Ces marges, la collectivité ambitionne de les préserver pour soutenir l’économie. L’investissement, dont l’objectif déclaré est de le maintenir à plus de 10 milliards de francs sur la période 2026-2028, demeure le pilier de la relance pour la province. 13,9 milliards y seront consacrés dans le budget 2026. "Quand on a un chantier, ce sont des entreprises qui travaillent. Malgré les difficultés, nous voulons maintenir cet effort, parce que c’est l’économie réelle", insiste Sonia Backès.
Mais les inquiétudes demeurent fortes pour l’année à venir. Le prêt garanti par l’État (PGE) [1], qui a permis de compenser une partie du manque à gagner fiscal en 2024 et en 2025, devrait être entièrement consommé fin 2025. "L’État a mis 25 milliards pour combler le trou entre les recettes réelles, tombées à 73 milliards, et le niveau théorique du budget de répartition à 98,7 milliards. Mais en 2026, rien ne dit comment cette différence sera couverte", avertit la présidente, qui s’agace d’ailleurs du coût du dispositif : "Nous avons un prêt à 4,58 % sur vingt-cinq ans, soit plus de 5 milliards d’intérêts sur trois ans. L’État nous parle de solidarité républicaine, mais il nous prête quand il donne à Mayotte et d’autres territoires d’outre-mer."
Sur les bancs de l’assemblée, majorité et opposition partagent le même constat : sans un plan d’accompagnement massif de l’État, "toutes les collectivités du pays continueront de s’enfoncer dans la crise", a lancé Philippe Michel (Calédonie ensemble). L’idée d’un plan de relance sur cinq ans combinant investissements publics et réformes structurelles, avancée par Milakulo Tukumuli (Éveil océanien) n’a d’ailleurs pas semblé rencontrer d’opposition. La présidente, elle, mise sur la résilience : "Nous avons choisi de payer nos factures et nos salaires avant tout, pour maintenir la confiance et faire tourner l’économie."
En marge du débat budgétaire, les élus ont adopté une expérimentation pour renforcer l'attractivité des formations d'infirmiers, afin de pallier une pénurie estimée à plus de 200 postes.

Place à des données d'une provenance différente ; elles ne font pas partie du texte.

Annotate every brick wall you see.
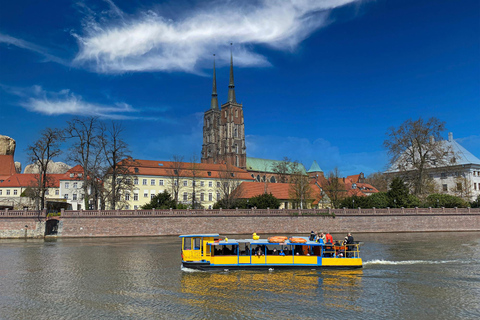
[0,208,480,238]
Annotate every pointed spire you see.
[210,55,218,110]
[228,43,237,103]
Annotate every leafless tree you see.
[383,117,455,195]
[64,117,102,209]
[27,128,63,209]
[322,167,347,208]
[289,161,312,209]
[98,121,135,209]
[365,172,389,192]
[167,155,184,205]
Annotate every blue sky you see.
[0,0,480,175]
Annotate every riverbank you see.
[0,208,480,239]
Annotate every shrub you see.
[425,193,467,208]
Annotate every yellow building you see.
[120,159,254,210]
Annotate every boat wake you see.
[180,266,202,272]
[363,260,459,266]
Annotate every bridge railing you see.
[0,208,480,218]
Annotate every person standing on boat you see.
[345,232,355,258]
[325,232,333,243]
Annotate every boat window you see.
[214,244,238,256]
[183,238,192,250]
[239,243,250,256]
[193,238,200,250]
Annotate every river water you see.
[0,232,480,320]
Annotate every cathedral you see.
[202,54,247,169]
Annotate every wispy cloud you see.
[2,85,140,119]
[0,33,70,65]
[74,0,358,73]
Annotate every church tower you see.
[202,48,247,169]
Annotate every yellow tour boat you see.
[180,234,362,270]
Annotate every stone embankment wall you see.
[0,208,480,238]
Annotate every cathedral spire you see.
[210,55,218,110]
[228,43,237,103]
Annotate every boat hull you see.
[182,261,363,271]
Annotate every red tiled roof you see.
[120,159,254,180]
[0,173,62,188]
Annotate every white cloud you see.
[1,85,140,119]
[0,33,69,65]
[74,0,357,73]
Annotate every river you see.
[0,232,480,320]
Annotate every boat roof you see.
[179,233,220,238]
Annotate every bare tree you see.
[322,167,347,208]
[383,117,454,195]
[167,155,183,205]
[289,161,312,209]
[64,117,102,209]
[99,121,135,209]
[365,172,389,192]
[27,128,63,209]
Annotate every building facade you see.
[202,55,247,169]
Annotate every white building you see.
[385,132,480,201]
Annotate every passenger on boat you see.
[345,232,355,258]
[325,232,333,243]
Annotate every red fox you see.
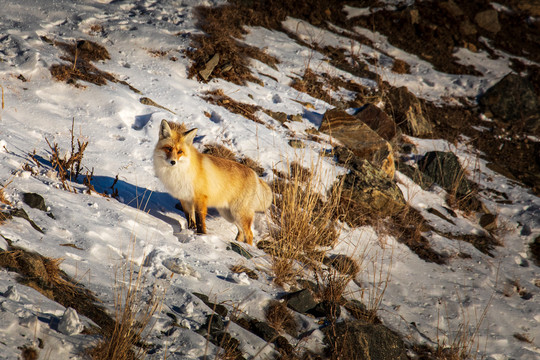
[154,120,272,245]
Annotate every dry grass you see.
[21,346,39,360]
[203,89,265,125]
[49,40,118,86]
[203,144,265,176]
[88,265,161,360]
[434,294,493,360]
[267,160,341,284]
[187,4,279,85]
[0,182,12,225]
[45,121,88,191]
[0,242,113,333]
[265,300,298,336]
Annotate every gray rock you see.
[341,160,407,226]
[319,109,395,178]
[355,104,396,141]
[478,74,540,126]
[23,193,47,211]
[285,289,317,314]
[324,320,408,360]
[199,54,219,81]
[474,9,501,34]
[386,86,433,137]
[418,151,473,198]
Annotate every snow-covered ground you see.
[0,0,540,360]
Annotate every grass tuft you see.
[265,159,341,284]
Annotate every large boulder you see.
[386,86,433,137]
[478,74,540,126]
[474,9,501,34]
[341,159,407,226]
[418,151,473,198]
[319,109,395,178]
[354,104,397,141]
[324,320,408,360]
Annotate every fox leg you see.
[195,196,208,234]
[236,214,254,245]
[180,201,195,229]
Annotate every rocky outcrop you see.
[386,86,433,137]
[324,320,408,360]
[418,151,473,198]
[354,104,397,141]
[319,109,395,178]
[474,9,501,34]
[340,159,406,226]
[478,74,540,131]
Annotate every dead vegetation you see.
[203,89,266,125]
[88,265,161,360]
[187,4,279,85]
[50,40,117,87]
[203,144,265,176]
[45,121,88,192]
[258,159,341,284]
[0,238,114,334]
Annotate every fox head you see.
[154,120,197,166]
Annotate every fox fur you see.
[154,120,272,245]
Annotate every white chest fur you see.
[154,158,194,201]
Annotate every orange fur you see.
[154,120,272,245]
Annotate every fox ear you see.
[184,128,197,145]
[159,119,172,140]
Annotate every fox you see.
[153,120,272,245]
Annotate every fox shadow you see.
[88,175,186,237]
[91,175,219,242]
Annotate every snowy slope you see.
[0,0,540,360]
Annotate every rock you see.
[227,241,253,260]
[17,251,49,282]
[23,193,47,211]
[386,86,433,137]
[193,292,229,317]
[289,139,306,149]
[291,114,303,122]
[341,160,406,226]
[319,109,395,178]
[529,235,540,266]
[343,299,371,321]
[355,104,396,141]
[58,307,84,336]
[264,110,287,124]
[324,320,408,360]
[251,320,279,342]
[418,151,473,198]
[308,300,341,319]
[439,0,465,18]
[3,285,21,301]
[137,97,176,113]
[517,0,540,17]
[199,54,219,81]
[474,9,501,34]
[284,289,317,314]
[480,214,498,232]
[459,19,478,36]
[478,74,540,129]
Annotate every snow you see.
[0,0,540,360]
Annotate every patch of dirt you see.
[203,89,266,125]
[49,40,118,87]
[0,239,114,333]
[349,0,540,75]
[186,5,279,85]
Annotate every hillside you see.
[0,0,540,360]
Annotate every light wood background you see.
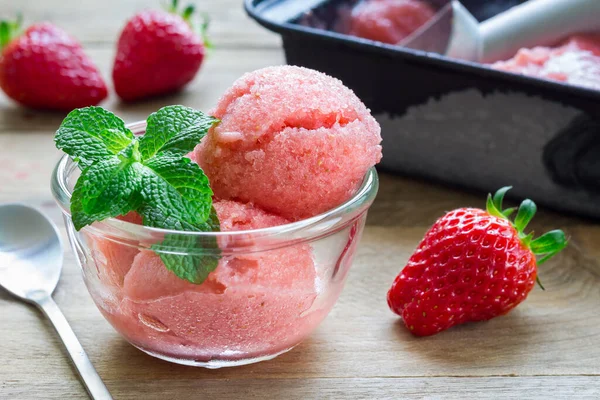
[0,0,600,400]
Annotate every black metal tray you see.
[245,0,600,218]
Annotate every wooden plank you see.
[0,374,600,400]
[0,0,281,49]
[0,0,600,399]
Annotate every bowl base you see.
[133,345,295,369]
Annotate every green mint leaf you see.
[71,156,143,230]
[55,106,221,284]
[152,208,221,284]
[139,154,213,231]
[54,107,134,170]
[140,106,219,160]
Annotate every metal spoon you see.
[398,0,600,63]
[0,204,112,400]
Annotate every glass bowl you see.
[52,122,378,368]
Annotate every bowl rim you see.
[51,121,379,238]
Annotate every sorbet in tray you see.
[492,34,600,90]
[53,66,381,368]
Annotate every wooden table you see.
[0,0,600,400]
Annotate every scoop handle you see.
[35,296,112,400]
[479,0,600,63]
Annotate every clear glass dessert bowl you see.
[52,122,378,368]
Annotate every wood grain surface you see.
[0,0,600,400]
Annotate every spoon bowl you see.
[0,204,63,302]
[0,204,112,400]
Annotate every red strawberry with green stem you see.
[0,18,107,111]
[113,0,207,101]
[387,188,567,336]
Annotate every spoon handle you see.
[36,297,112,400]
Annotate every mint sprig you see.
[55,106,219,283]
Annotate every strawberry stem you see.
[167,0,213,49]
[0,13,23,49]
[486,187,568,290]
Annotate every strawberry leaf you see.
[514,199,537,235]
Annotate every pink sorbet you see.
[349,0,435,44]
[492,34,600,90]
[86,201,341,361]
[192,66,381,220]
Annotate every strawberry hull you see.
[112,11,205,101]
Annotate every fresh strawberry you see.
[0,17,107,111]
[387,188,567,336]
[113,0,207,101]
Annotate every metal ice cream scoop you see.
[398,0,600,63]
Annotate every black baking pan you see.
[245,0,600,218]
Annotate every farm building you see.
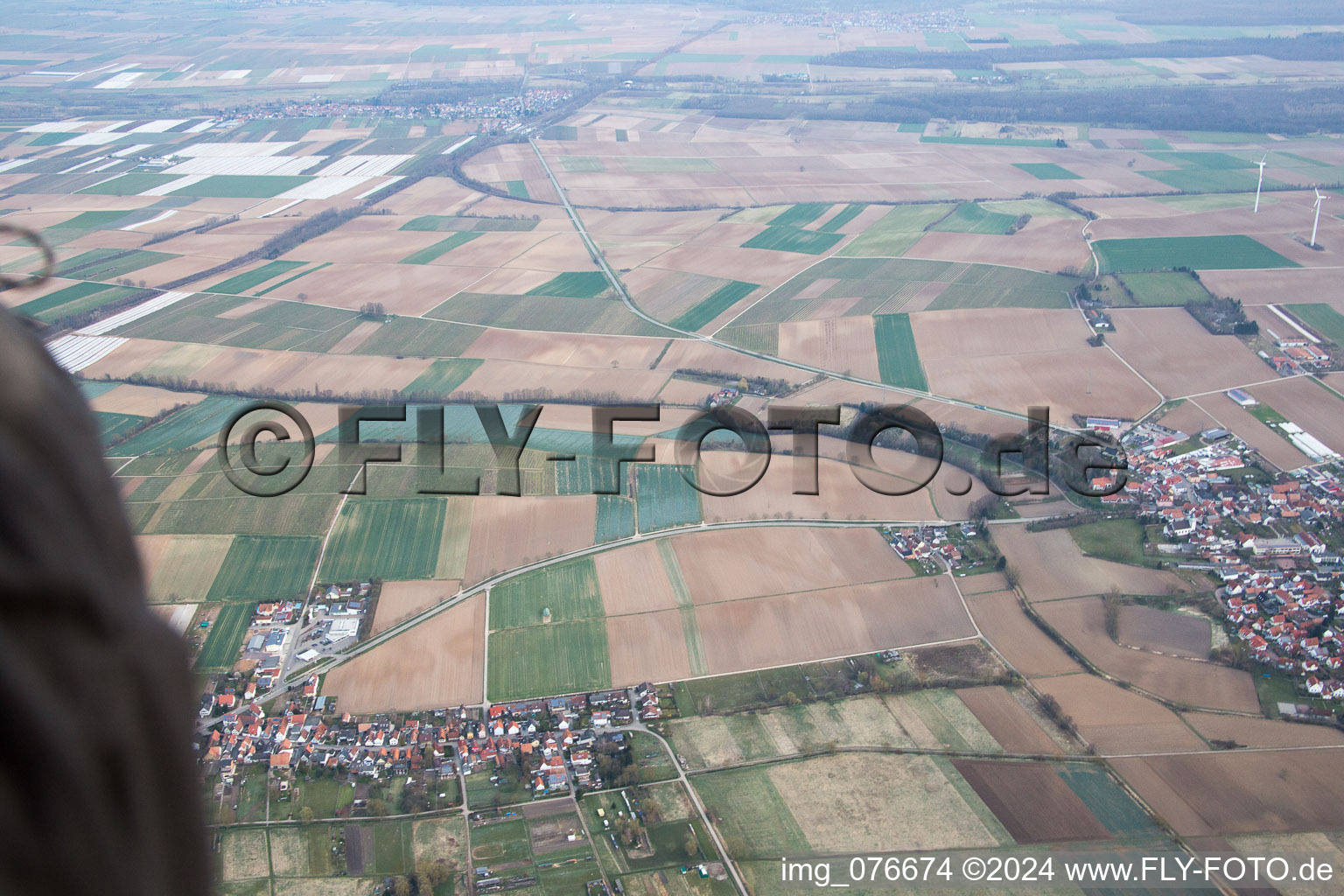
[1088,416,1119,432]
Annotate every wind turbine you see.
[1312,186,1325,248]
[1253,153,1269,214]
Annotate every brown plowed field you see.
[1033,598,1259,712]
[1184,712,1344,747]
[1106,308,1274,397]
[1199,268,1344,309]
[1031,673,1207,755]
[88,383,206,416]
[695,577,975,675]
[592,542,684,618]
[659,339,812,383]
[191,348,431,391]
[951,759,1111,844]
[670,527,913,605]
[1116,606,1214,660]
[464,494,597,583]
[957,685,1065,757]
[780,316,882,380]
[462,329,668,369]
[905,219,1091,273]
[993,525,1186,603]
[698,459,941,522]
[910,308,1155,419]
[966,592,1079,677]
[323,595,485,712]
[1116,750,1344,836]
[454,360,670,402]
[606,610,692,688]
[368,579,461,634]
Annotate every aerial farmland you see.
[8,0,1344,896]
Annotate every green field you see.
[178,175,312,199]
[206,535,321,600]
[1068,520,1145,565]
[561,156,606,175]
[1119,271,1209,306]
[77,172,181,196]
[837,203,950,258]
[472,822,532,866]
[1093,234,1299,274]
[742,227,844,256]
[117,395,242,457]
[817,203,868,234]
[1055,761,1164,838]
[695,767,810,858]
[57,208,133,230]
[527,270,610,298]
[634,464,703,532]
[669,279,760,331]
[1284,302,1344,346]
[1013,161,1079,180]
[352,317,482,357]
[928,203,1018,235]
[402,357,481,397]
[203,262,308,296]
[770,203,830,227]
[15,284,136,324]
[320,497,446,582]
[57,248,178,279]
[872,314,928,392]
[489,557,604,630]
[592,494,634,544]
[196,603,256,669]
[94,411,149,446]
[555,456,626,496]
[401,230,480,264]
[485,620,612,701]
[398,215,537,233]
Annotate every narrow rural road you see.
[621,709,750,896]
[198,519,965,731]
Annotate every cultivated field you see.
[669,527,911,605]
[464,494,597,584]
[966,592,1079,677]
[993,525,1186,603]
[323,595,485,712]
[695,578,973,675]
[1116,606,1214,660]
[1114,750,1344,836]
[1031,673,1207,755]
[368,580,461,635]
[1183,712,1344,747]
[911,308,1155,419]
[694,753,1008,858]
[1033,598,1259,713]
[957,685,1065,755]
[1106,308,1276,397]
[136,535,234,603]
[951,759,1110,844]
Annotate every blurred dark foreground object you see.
[0,309,208,896]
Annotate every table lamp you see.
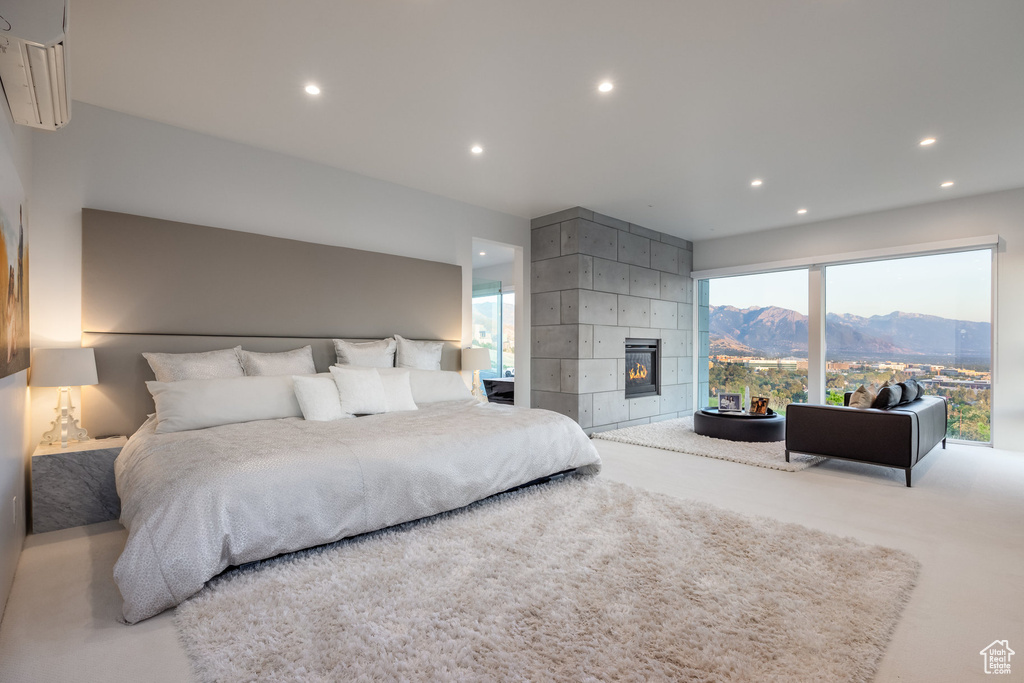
[29,348,97,449]
[462,347,490,402]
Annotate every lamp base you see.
[40,387,89,449]
[473,370,487,403]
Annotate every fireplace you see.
[626,339,662,398]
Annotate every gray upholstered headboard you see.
[82,209,462,436]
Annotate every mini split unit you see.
[0,0,71,130]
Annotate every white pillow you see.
[331,366,387,415]
[292,373,355,422]
[394,335,444,370]
[379,368,473,405]
[239,346,316,377]
[142,346,245,382]
[334,337,395,368]
[145,375,302,434]
[377,368,420,413]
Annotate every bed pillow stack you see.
[142,346,316,433]
[238,345,316,377]
[334,337,397,368]
[145,375,302,434]
[142,346,245,382]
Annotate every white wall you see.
[31,102,529,433]
[693,188,1024,451]
[0,102,36,612]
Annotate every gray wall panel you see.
[82,209,462,340]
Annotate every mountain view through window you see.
[708,250,992,442]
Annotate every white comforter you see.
[114,401,600,623]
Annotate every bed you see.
[82,209,600,623]
[114,400,600,623]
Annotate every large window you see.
[825,249,992,442]
[473,280,515,378]
[706,268,808,414]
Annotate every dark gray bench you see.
[785,394,947,486]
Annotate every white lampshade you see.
[29,348,98,387]
[462,348,490,370]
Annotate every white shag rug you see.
[592,418,825,472]
[176,476,918,682]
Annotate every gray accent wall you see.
[82,209,462,340]
[530,207,694,433]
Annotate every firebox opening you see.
[626,339,662,398]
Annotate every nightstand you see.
[32,436,128,533]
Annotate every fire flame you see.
[630,362,647,380]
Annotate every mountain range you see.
[709,306,992,360]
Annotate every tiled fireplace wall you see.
[530,207,693,432]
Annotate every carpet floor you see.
[175,477,918,681]
[593,418,825,472]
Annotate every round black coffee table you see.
[693,408,785,442]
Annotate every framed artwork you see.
[750,396,768,415]
[0,150,30,378]
[718,393,742,413]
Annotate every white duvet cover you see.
[114,401,600,623]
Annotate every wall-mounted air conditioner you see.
[0,0,71,130]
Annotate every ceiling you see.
[69,0,1024,240]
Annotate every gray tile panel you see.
[628,396,662,420]
[531,325,580,358]
[577,325,594,358]
[577,290,618,325]
[561,290,583,325]
[577,393,594,428]
[662,357,675,387]
[530,391,580,420]
[577,358,617,393]
[529,358,562,391]
[594,257,630,294]
[529,224,561,261]
[618,294,650,328]
[529,292,561,325]
[650,242,679,275]
[530,254,582,293]
[650,299,679,329]
[676,303,693,330]
[630,265,662,299]
[594,325,629,358]
[594,391,630,425]
[558,218,580,256]
[575,218,620,259]
[658,272,691,303]
[618,230,650,268]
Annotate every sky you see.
[711,249,992,323]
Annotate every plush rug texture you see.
[175,477,918,681]
[593,418,825,472]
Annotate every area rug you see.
[175,476,918,681]
[593,418,825,472]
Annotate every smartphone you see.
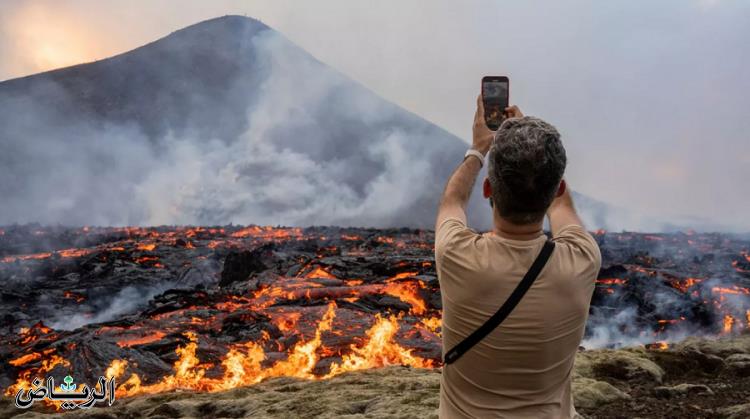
[482,76,510,131]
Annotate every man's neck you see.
[492,214,543,240]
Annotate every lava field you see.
[0,225,750,406]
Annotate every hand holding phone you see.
[482,76,510,131]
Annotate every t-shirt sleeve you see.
[552,224,602,273]
[435,217,476,264]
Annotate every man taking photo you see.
[435,96,601,418]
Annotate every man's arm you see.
[435,95,523,231]
[435,95,495,231]
[547,180,583,237]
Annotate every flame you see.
[274,311,302,332]
[326,314,432,377]
[304,267,337,279]
[89,303,439,397]
[596,278,628,285]
[420,317,443,333]
[104,359,128,379]
[672,278,703,292]
[8,352,42,367]
[383,281,427,315]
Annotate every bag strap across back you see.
[443,240,555,364]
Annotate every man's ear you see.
[482,177,492,199]
[555,179,568,198]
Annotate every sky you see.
[0,0,750,231]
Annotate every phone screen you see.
[482,80,508,131]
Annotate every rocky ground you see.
[0,334,750,419]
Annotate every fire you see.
[326,314,433,377]
[672,278,703,292]
[421,317,443,333]
[274,311,302,332]
[596,278,628,285]
[88,303,432,397]
[8,352,42,367]
[646,340,669,351]
[305,267,336,279]
[384,281,427,316]
[63,291,86,303]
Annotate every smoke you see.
[48,282,173,330]
[0,18,489,227]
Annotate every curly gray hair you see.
[487,116,567,224]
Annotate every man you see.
[435,97,601,418]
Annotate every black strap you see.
[443,240,555,364]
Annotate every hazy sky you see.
[0,0,750,231]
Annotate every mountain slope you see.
[0,16,496,227]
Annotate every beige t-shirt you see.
[435,218,601,419]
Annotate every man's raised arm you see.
[435,96,494,231]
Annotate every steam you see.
[49,282,176,330]
[0,23,489,227]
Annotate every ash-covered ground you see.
[0,225,750,417]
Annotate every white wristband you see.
[464,148,484,167]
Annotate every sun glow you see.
[2,3,112,74]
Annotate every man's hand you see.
[471,95,523,155]
[505,105,523,118]
[471,95,495,155]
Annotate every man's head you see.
[484,116,567,224]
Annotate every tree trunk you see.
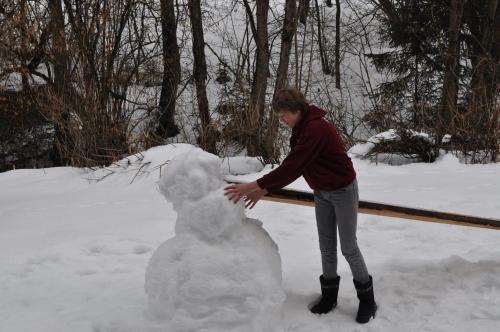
[156,0,181,139]
[468,0,500,161]
[189,0,217,153]
[335,0,341,90]
[298,0,311,25]
[247,0,269,156]
[437,0,464,141]
[48,0,74,165]
[263,0,297,162]
[315,0,332,75]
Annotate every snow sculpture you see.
[145,148,285,332]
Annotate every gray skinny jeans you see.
[314,179,369,282]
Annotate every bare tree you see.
[244,0,269,156]
[335,0,341,90]
[156,0,181,138]
[437,0,464,141]
[189,0,217,153]
[264,0,297,162]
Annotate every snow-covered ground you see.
[0,144,500,332]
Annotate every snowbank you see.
[145,148,285,332]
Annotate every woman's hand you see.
[244,189,267,209]
[224,181,267,209]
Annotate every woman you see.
[225,88,377,323]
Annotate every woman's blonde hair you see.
[273,88,307,113]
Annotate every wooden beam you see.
[235,185,500,230]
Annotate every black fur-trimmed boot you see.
[353,276,377,324]
[309,275,340,314]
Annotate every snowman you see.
[145,147,285,332]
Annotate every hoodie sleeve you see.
[257,121,327,192]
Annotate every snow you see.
[0,144,500,332]
[145,148,285,332]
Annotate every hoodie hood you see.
[293,104,326,133]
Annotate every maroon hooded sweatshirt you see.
[257,105,356,192]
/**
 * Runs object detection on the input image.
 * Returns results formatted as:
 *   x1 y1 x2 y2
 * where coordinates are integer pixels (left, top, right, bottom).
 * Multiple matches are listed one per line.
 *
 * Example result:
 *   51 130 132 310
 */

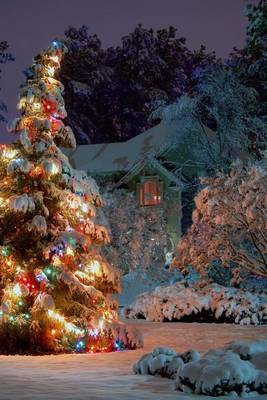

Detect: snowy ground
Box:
0 321 267 400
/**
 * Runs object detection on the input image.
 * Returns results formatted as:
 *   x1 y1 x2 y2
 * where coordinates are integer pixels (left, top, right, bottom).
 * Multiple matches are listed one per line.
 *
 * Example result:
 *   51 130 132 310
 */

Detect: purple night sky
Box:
0 0 253 142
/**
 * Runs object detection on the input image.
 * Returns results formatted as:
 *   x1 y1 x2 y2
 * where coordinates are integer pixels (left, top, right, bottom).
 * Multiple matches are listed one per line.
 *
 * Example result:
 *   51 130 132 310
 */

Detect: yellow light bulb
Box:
32 101 41 111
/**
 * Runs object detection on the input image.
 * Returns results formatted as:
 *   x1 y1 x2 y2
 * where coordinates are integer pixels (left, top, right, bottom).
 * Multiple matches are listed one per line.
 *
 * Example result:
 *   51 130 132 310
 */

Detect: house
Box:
66 123 214 246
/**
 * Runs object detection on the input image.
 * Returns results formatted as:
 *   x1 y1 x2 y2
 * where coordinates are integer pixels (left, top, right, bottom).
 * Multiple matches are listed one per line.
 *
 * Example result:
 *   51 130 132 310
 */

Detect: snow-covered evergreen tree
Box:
0 40 141 353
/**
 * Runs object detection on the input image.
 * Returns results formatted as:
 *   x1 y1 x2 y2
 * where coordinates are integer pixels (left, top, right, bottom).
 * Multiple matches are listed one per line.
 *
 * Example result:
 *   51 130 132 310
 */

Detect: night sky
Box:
0 0 254 142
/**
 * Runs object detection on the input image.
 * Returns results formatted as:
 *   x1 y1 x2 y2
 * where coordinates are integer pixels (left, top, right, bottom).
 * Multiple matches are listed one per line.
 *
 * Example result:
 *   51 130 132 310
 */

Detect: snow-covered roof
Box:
64 123 180 173
64 121 216 177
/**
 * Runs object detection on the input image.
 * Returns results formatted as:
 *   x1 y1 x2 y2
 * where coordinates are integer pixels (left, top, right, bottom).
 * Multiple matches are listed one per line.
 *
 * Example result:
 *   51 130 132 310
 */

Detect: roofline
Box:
115 156 184 190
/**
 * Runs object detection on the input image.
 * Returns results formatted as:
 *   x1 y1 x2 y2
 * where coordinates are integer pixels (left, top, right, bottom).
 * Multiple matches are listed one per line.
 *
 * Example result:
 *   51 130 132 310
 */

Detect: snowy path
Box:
0 321 267 400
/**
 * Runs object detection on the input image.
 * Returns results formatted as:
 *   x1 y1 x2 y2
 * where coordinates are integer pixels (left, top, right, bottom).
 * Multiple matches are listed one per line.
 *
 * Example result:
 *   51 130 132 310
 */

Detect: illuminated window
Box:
138 179 162 206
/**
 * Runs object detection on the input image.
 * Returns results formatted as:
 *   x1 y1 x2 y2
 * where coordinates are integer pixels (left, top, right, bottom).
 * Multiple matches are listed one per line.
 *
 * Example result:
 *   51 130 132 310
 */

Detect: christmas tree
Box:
0 40 142 353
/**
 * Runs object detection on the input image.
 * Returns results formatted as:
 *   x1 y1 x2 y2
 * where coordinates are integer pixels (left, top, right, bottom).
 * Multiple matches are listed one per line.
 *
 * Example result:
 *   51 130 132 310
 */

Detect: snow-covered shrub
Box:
133 347 200 379
175 349 267 396
100 182 171 275
225 339 267 360
174 157 267 283
125 282 267 325
133 340 267 398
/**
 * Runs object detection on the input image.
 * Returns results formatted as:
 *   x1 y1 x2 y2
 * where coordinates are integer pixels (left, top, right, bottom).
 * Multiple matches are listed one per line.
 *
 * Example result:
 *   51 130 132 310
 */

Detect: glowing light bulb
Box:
50 56 59 63
12 283 21 297
3 148 18 160
99 318 104 332
88 260 101 274
66 246 74 256
32 101 41 111
82 203 89 213
46 66 55 77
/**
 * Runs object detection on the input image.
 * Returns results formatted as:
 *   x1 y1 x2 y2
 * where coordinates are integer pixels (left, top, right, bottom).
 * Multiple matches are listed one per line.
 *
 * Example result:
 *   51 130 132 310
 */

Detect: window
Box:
137 179 162 206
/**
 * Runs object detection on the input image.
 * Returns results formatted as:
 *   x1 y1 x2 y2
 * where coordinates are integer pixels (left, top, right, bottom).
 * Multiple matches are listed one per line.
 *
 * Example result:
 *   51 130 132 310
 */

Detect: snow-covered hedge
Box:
125 282 267 325
133 340 267 398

Le dispositif, doté de 17,7 millions de francs, prévoit une indemnisation pour les demandeurs d'emploi en reconversion ou les aides-soignants souhaitant se former au métier d'infirmier.
Autre dossier symbolique : l'approbation du plan d'urbanisme directeur de Païta, salué comme une "étape historique" pour la troisième commune la plus peuplée du pays. Un PUD déjà adopté par le conseil municipal et que la province n'a fait qu'acter. Il sera de toute façon appelé à évoluer, précise Sonia Backès.
Enfin, le dernier point à l'ordre du jour portait sur la désignation de représentants de la province dans divers organismes. Parmi eux, Jean-Gabriel Favreau a été choisi pour remplacer Naïa Watéou au sein du SMTU, le syndicat mixte des transports urbains. L'élue Loyaliste au Congrès devrait prendre la place de Thierry Santa au gouvernement. Si la démission du membre en charge du budget et de la fonction publique n'a pas encore été annoncée officiellement par l'exécutif, ce jeu de chaises musicales semble bien la confirmer.